Saturday, May 5, 2007
May 3 -- Portland to Salem
The day started with a ride on the commuter rail to downtown Portland. It's all above ground, so you get some good views. We passed the Rose Quarters and Chinatown before arriving at Pioneer Square, were we started our walking tour. The good thing about traveling this time of year is that hardly anyone else is out yet, so we had the tour guide all to ourselves. That allowed us to go at our own pace and ask questions as we went without irritating others. A couple things of interest were the statue of "Portlandia", which is attached to the front of a building in downtown.

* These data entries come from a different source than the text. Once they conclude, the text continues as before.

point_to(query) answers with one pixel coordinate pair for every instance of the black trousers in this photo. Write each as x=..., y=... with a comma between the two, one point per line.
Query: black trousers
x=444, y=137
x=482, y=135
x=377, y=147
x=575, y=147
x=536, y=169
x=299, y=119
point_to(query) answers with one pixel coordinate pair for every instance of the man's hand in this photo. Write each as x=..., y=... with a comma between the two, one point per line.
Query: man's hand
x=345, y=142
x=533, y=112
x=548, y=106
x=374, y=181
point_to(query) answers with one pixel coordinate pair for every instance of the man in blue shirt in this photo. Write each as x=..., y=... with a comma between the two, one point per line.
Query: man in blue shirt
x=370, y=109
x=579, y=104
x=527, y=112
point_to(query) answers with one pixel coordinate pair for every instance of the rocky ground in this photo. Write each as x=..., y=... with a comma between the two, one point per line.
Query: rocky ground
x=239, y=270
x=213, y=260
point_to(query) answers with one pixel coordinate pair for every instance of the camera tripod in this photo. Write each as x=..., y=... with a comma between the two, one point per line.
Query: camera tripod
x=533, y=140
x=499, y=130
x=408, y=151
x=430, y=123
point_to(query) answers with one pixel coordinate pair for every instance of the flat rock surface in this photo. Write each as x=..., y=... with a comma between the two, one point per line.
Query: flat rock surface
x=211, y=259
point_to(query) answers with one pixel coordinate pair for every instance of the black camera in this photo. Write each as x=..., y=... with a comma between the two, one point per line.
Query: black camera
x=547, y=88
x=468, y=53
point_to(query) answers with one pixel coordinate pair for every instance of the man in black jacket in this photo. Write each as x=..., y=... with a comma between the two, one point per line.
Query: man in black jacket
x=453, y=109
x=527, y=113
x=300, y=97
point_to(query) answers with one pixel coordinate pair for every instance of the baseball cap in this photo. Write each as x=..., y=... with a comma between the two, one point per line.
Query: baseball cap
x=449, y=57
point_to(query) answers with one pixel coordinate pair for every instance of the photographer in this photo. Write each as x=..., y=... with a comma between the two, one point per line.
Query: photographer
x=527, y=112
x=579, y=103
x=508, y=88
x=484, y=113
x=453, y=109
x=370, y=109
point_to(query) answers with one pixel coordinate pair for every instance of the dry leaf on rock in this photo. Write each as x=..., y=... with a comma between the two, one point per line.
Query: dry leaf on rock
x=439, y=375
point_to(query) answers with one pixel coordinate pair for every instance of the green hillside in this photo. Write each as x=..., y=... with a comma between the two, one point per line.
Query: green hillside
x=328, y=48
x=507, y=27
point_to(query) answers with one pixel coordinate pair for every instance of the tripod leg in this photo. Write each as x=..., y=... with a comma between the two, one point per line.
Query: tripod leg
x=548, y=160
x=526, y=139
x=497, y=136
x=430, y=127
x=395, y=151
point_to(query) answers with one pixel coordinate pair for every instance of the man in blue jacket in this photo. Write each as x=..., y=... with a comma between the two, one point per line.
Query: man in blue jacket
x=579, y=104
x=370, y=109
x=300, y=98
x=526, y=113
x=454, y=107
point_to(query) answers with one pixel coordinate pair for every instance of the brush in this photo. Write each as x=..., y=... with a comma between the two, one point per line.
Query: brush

That was unusual because she is based on a figure in Portland's city seal of a woman, dressed in classical clothes, who welcomes traders into the port of the city, yet it was the only place you can see a statue of her. We also learned that the two founding fathers of Portland each wanted to name the town after their home towns. One was from Portland, Maine, and the other from Boston. They settled their argument by flipping a coin. The other unusual site was Mill's End Park near the waterfront. This park is identified in the Guinness book of world records as the world's smallest park. You can see it in the picture--it is the lone tree in the middle of the street. After the tour, we went to an authentic Chinese Garden in Chinatown. A beautiful oasis in the middle of a bustling city. The Garden was built (the Chinese build gardens not plant them) in China and brought to Portland and assembled by Chinese craftsman. Although much smaller, it rivals the Japanese Garden we described earlier in beauty. We then drove on to Salem to complete the day. Thus, another Capitol. This one is very different from the others, but has a beauty all its own.